Je n’ai lu que de bonnes critiques au sujet de ce dernier roman d’Erri de Luca et pourtant, je m’admets assez déçue. Oh sur la forme, rien à redire, le style est là, la souplesse des phrases, leur poésie, leur fulgurance parfois… C’est sur le fond que je me suis sentie inconfortable, je ne voyais pas où tout cela nous menait et à la fin, je me suis trouvée dans une impasse. Je n’ai pas compris ce livre, son intention, le rapport entre les faits.
Il s’agit ici de l’histoire d’un homme, vieillissant, qui vit au pied des montagnes italiennes et qui, sous l’afflux des migrants, décide de devenir passeur. Il prend l’argent de ces malheureux et une fois acheminés de l’autre côté de la frontière, il leur rend. Cette générosité finit par se savoir, notre homme se retrouve harcelé par les médias et méprisé par les autres passeurs. Alors il fuit. Il part, pour un temps, dans une ville côtière afin de proposer ses talents de sculpteur. Il se voit proposer une mission étrange : retirer le pagne d’un Christ de marbre afin de lui rendre sa nudité originelle, celle voulue par l’artiste, mort des années auparavant. Notre sculpteur va totalement s’investir dans cette tâche, au point de demander conseil à toutes sortes de personnes : évêque, rabbin, ouvrier musulman, gardien de musée, et même s’investir physiquement. Cette nudité, cette “nature exposée”, ce sexe d’homme, pour parler clairement, va occuper ses pensées jusqu’à ce qu’il accède à ce qu’il considère comme un idéal, à la fois du point de vue de la sculpture, de l’intention de l’artiste d’origine ou de sa destination à être exposée dans des lieux sacrés ou des musées. Au milieu des migrants et du pénis du Christ, une femme, rencontrée dans ce port, avec laquelle il va vivre une brève histoire qui va se terminer d’une façon totalement incompréhensible. Je pose la question ici : si l’un.e d’entre vous a lu ce roman et qu’il a compris la fin, j’aimerais que vous éclairiez ma lanterne, merci d’avance.
La plupart des critiques que j’ai lues mettent surtout l’accent sur la partie consacrée aux migrants. Or pour moi ce n’est pas le sujet principal du roman, ou alors je n’ai rien compris. Je n’ai pas saisi le lien entre les deux sujets, migrants et représentation religieuse de la nudité, bien que ce soient deux sujets intéressants à traiter. Néanmoins, la religion et moi faisant deux, voire trois… il est tout à fait possible que la totalité du propos me soit passé au-dessus du casque.
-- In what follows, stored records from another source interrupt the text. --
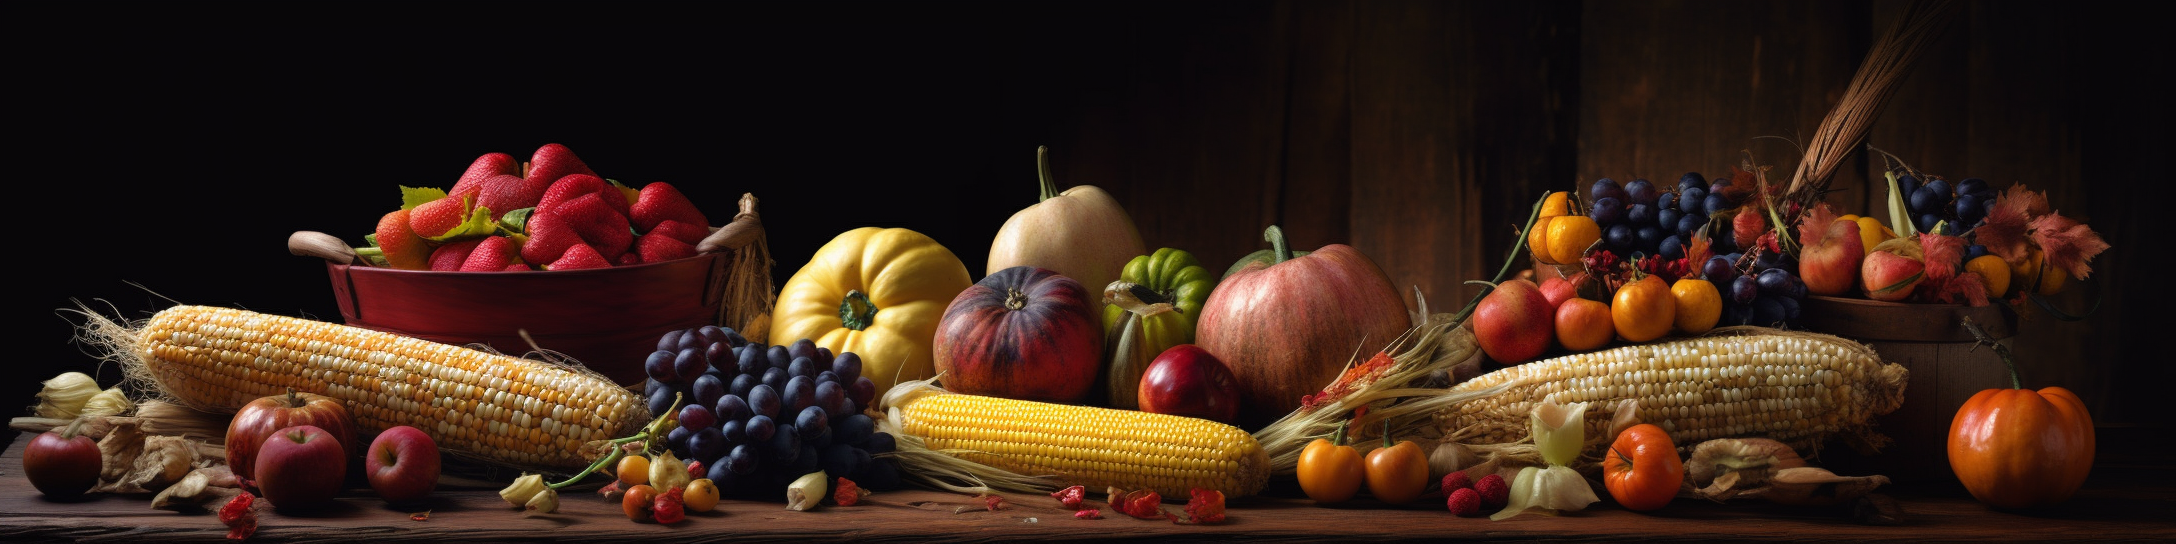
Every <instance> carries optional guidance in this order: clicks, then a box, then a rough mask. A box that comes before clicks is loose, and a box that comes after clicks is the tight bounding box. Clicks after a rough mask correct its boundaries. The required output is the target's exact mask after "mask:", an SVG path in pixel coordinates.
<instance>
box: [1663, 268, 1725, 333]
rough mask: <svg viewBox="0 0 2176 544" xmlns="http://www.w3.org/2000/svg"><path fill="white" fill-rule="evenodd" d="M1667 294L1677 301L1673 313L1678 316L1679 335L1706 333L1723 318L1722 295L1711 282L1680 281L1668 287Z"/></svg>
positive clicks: (1706, 281) (1712, 328) (1713, 284)
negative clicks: (1706, 331) (1667, 290)
mask: <svg viewBox="0 0 2176 544" xmlns="http://www.w3.org/2000/svg"><path fill="white" fill-rule="evenodd" d="M1669 294H1671V298H1676V300H1678V309H1676V311H1673V313H1676V316H1678V320H1676V322H1678V331H1680V333H1686V335H1697V333H1706V331H1708V329H1715V322H1717V320H1721V318H1723V294H1721V292H1717V289H1715V283H1713V281H1704V279H1680V281H1678V283H1676V285H1669Z"/></svg>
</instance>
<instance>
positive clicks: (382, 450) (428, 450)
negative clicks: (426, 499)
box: [363, 424, 440, 503]
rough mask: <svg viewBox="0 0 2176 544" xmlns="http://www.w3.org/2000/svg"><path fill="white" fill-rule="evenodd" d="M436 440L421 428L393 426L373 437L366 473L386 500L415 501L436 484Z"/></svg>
mask: <svg viewBox="0 0 2176 544" xmlns="http://www.w3.org/2000/svg"><path fill="white" fill-rule="evenodd" d="M437 461H440V459H437V442H431V435H426V433H424V431H422V429H416V426H407V424H403V426H394V429H385V433H379V437H376V440H370V453H368V455H363V474H366V477H368V479H370V490H374V492H379V498H385V503H413V500H420V498H424V496H431V487H437Z"/></svg>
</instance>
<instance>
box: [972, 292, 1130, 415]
mask: <svg viewBox="0 0 2176 544" xmlns="http://www.w3.org/2000/svg"><path fill="white" fill-rule="evenodd" d="M1099 305H1101V298H1095V300H1092V302H1090V298H1088V289H1086V287H1081V285H1079V283H1077V281H1073V279H1068V276H1060V274H1058V272H1051V270H1044V268H1031V265H1014V268H1005V270H999V272H994V274H990V276H984V279H981V281H977V283H975V285H973V287H968V289H966V292H960V296H957V298H953V302H951V305H949V307H944V318H942V320H938V337H936V346H934V353H936V368H938V374H942V381H944V387H947V390H951V392H962V394H986V396H1003V398H1023V400H1044V403H1081V400H1086V398H1088V390H1090V387H1092V385H1095V379H1097V370H1101V368H1103V329H1101V322H1099V320H1097V313H1095V309H1099Z"/></svg>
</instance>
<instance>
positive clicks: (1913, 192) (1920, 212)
mask: <svg viewBox="0 0 2176 544" xmlns="http://www.w3.org/2000/svg"><path fill="white" fill-rule="evenodd" d="M1897 191H1902V194H1904V209H1908V211H1911V218H1913V224H1915V226H1919V233H1934V226H1937V224H1941V226H1943V228H1941V233H1939V235H1963V233H1965V231H1971V226H1978V224H1980V222H1982V220H1987V207H1989V205H1993V202H1995V187H1989V185H1987V181H1982V178H1965V181H1958V183H1956V185H1950V181H1945V178H1928V181H1926V183H1924V185H1921V183H1919V178H1917V176H1913V174H1902V176H1897Z"/></svg>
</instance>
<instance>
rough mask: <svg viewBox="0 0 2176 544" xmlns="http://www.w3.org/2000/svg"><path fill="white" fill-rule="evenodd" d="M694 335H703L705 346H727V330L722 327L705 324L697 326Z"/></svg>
mask: <svg viewBox="0 0 2176 544" xmlns="http://www.w3.org/2000/svg"><path fill="white" fill-rule="evenodd" d="M694 333H696V335H703V344H725V329H722V326H716V324H705V326H696V329H694Z"/></svg>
Bref, pas emballée par ce roman… Je ne demande qu’à entendre des avis divergents, des fois que l’intention d’Erri de Luca m’ait échappé !
“Je retire ma main de l’espace entre les vertèbres et la croix, là où est sculptée la courbe d’un effort pour se détacher de la position qui lui écrase le thorax. Il se cambre afin de voler la gorgée d’air nécessaire pour mourir.”